Actually, when considering the fact that the only difference between a couple being married and just being together is the legal aspect of things (the certificate, license, prenuptual agreement), I'm thinking it's not only a matter of her loving the idea of marriage more than you (which is absurd in itself), but her having another motive to marriage than just love. With that, you could have you a grand-scheming bitch on your hands, who ran enough game on you to make you think she's really in love with you just to get what she wants to get out of you (like money, a more luxurious life or even a good daddy for her kid). Of course, you didn't provide me with enough details about her, so I can only speculate on that angle, but it's certainly possible. Actually, it happens all the time. With a little detective work and common sense (thinking with your intelligent brain instead of your stupid heart), you should be able to figure out whether or not that's the case on your own.

Of course, even if there's no alternative motive and she just wants to get married to you so bad that she's willing to not be with you if she can't (as illogical as that is), I still say run for the hills and get out of the relationship as soon as you can.
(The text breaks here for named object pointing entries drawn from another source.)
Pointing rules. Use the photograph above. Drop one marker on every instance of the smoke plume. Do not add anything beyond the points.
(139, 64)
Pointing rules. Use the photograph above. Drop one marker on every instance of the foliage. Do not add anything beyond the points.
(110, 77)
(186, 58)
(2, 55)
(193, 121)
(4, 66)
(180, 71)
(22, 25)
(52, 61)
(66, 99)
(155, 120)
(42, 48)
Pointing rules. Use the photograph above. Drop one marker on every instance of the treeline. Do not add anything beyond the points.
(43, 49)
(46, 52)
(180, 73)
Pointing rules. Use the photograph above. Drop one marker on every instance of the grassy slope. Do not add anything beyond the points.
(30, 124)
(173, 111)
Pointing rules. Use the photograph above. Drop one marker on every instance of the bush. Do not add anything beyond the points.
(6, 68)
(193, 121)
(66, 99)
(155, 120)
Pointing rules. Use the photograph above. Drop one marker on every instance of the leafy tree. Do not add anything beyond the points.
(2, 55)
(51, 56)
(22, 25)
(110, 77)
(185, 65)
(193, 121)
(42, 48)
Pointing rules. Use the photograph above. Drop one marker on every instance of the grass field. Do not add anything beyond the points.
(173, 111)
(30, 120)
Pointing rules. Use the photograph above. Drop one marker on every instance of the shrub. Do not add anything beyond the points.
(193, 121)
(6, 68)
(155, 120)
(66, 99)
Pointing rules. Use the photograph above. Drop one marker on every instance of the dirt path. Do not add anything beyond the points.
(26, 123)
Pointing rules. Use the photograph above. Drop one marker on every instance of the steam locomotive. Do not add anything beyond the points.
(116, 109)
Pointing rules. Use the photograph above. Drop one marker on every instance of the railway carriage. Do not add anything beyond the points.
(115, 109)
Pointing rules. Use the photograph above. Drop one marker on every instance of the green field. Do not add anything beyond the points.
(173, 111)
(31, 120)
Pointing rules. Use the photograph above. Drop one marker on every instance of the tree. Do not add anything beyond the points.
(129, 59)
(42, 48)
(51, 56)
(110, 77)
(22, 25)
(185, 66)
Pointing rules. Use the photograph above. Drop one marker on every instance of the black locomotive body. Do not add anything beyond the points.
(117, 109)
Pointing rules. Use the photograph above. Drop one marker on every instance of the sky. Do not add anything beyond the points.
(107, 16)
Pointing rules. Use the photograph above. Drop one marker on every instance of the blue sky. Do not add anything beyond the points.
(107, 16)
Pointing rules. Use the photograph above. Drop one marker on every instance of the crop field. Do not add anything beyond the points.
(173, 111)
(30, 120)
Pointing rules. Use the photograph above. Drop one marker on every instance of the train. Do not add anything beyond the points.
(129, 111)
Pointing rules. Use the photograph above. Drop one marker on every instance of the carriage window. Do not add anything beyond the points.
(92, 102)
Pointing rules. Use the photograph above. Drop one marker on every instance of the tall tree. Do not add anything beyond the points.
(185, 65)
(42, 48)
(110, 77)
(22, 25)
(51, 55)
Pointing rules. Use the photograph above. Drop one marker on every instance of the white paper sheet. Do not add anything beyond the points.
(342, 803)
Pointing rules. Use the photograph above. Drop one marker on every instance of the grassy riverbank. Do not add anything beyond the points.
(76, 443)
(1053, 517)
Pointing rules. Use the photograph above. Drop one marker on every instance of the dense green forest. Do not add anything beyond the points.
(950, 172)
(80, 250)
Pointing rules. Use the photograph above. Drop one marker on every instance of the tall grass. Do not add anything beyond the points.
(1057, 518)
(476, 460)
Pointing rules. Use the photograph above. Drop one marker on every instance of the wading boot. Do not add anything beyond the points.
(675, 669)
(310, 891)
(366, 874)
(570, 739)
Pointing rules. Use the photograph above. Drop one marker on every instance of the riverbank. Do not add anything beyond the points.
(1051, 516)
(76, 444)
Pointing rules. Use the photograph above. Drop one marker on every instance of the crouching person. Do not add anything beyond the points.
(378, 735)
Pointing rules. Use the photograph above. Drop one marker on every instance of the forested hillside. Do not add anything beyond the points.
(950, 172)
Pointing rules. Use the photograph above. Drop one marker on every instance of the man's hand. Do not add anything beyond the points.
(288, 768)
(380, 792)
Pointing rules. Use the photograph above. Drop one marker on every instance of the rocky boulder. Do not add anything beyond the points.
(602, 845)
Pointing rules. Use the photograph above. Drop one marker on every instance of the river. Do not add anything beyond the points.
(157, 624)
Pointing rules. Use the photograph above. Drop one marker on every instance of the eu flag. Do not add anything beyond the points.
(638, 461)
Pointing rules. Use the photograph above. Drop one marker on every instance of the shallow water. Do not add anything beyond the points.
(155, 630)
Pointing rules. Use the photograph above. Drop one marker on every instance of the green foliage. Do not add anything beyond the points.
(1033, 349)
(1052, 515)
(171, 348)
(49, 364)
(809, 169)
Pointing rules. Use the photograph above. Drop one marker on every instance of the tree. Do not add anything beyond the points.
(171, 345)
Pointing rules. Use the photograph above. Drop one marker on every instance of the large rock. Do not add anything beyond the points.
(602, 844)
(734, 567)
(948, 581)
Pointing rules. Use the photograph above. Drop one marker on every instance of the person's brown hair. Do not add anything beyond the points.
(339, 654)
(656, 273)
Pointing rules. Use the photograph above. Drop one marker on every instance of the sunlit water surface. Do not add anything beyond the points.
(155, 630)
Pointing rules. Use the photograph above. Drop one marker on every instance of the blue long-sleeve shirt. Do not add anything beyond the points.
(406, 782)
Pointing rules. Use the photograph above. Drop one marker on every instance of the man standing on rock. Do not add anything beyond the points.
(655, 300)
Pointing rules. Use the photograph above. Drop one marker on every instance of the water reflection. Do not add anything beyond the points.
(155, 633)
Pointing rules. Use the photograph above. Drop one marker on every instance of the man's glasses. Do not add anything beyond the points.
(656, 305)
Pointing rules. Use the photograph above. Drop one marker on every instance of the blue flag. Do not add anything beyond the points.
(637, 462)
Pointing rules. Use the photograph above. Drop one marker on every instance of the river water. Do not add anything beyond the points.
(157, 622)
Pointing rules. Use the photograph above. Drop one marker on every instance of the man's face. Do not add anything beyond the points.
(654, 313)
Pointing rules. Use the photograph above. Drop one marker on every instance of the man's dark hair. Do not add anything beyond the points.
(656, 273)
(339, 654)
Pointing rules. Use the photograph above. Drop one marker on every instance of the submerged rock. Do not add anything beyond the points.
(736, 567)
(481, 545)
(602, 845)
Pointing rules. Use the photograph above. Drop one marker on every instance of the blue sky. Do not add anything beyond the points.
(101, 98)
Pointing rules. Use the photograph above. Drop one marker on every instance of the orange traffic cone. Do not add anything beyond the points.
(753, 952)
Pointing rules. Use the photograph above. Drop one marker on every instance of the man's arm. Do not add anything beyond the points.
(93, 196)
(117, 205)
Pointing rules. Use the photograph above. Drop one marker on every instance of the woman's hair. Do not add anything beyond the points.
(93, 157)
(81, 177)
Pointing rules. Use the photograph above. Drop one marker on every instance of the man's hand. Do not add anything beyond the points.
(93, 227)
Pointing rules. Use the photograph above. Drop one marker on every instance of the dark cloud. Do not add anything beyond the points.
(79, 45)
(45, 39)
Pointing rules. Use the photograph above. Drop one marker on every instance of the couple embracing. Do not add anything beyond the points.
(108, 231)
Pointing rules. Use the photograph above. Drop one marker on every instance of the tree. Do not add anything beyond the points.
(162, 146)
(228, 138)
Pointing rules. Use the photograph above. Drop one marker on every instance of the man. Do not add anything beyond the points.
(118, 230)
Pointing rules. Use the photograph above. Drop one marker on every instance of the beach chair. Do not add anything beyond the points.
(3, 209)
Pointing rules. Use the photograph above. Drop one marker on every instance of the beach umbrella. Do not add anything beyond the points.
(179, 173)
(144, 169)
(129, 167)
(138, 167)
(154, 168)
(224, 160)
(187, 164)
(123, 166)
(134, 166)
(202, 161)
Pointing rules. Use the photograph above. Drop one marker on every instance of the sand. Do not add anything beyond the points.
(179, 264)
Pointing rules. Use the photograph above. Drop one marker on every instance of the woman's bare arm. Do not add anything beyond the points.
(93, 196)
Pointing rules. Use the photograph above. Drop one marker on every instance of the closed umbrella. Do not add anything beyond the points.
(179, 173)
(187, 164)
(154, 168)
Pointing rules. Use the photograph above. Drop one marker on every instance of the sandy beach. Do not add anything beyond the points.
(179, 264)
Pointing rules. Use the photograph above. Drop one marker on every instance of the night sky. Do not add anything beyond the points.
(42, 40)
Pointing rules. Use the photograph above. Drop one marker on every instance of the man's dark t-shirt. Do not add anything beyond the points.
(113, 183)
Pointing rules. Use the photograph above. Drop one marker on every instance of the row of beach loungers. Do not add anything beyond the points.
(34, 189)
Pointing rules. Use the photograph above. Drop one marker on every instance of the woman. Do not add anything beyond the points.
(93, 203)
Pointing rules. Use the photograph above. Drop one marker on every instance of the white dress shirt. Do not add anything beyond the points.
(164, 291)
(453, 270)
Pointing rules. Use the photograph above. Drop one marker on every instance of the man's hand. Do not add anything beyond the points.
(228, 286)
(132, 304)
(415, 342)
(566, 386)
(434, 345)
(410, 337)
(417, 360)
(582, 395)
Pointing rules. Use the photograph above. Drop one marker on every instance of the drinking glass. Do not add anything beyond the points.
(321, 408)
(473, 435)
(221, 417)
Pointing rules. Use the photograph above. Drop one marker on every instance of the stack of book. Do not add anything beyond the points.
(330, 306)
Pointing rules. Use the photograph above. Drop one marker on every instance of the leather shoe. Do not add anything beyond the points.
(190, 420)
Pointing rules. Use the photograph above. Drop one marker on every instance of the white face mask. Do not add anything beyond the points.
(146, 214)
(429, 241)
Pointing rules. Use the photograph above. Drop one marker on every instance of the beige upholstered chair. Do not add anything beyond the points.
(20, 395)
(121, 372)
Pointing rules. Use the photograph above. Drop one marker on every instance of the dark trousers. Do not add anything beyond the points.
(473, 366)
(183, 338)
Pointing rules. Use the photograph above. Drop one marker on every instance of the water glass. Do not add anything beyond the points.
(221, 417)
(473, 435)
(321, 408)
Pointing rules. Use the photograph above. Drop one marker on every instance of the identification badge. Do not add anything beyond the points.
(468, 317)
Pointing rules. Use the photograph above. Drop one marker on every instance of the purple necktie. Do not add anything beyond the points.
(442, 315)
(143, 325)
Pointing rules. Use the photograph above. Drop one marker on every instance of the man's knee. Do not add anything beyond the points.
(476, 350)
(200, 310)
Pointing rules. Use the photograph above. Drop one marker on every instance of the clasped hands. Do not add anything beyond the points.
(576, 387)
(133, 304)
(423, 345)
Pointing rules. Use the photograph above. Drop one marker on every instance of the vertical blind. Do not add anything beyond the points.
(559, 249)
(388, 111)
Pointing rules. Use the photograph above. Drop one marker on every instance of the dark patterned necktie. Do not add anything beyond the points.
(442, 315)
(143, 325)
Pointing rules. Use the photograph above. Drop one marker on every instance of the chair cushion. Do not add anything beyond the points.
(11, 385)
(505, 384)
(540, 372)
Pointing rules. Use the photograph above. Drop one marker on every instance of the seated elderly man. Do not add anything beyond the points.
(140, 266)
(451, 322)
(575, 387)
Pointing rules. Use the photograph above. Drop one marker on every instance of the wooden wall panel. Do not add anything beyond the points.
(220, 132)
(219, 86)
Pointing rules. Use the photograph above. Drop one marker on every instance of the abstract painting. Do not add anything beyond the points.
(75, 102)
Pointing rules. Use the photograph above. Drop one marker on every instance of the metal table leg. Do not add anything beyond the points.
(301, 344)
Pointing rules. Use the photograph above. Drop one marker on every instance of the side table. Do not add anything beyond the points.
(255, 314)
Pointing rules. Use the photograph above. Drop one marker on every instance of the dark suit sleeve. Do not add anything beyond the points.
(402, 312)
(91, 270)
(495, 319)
If she's acting this way now, what's going to stop her from pulling similar stunts when she doesn't get her way in the future?

Even if her reason is a security issue, knowing that there's a lot less chance of you two eventually breaking up (for whatever reason) if you get married, and walking out of the relationship now is easiest for her than you eventually dumping her for another chick, that just shows how insecure, untrusting and dependent she is... more reason not to marry her.

Besides, you already said that you're not ready for marriage and that's it right there. Marriage (if you insist on doing it) is something you should do because you want to do it, not because someone else wants you to do it.

Again, dump her immediately (if only for having the audacity to give you such an ultimatum) or see if she backs up her promise and dumps you, but, whatever you do, don't marry her ass (even if you decide that you do want to get married after all).

If you do, knowing that all it would've taken is a "no" for her to walk out of your life for good, you're a fool.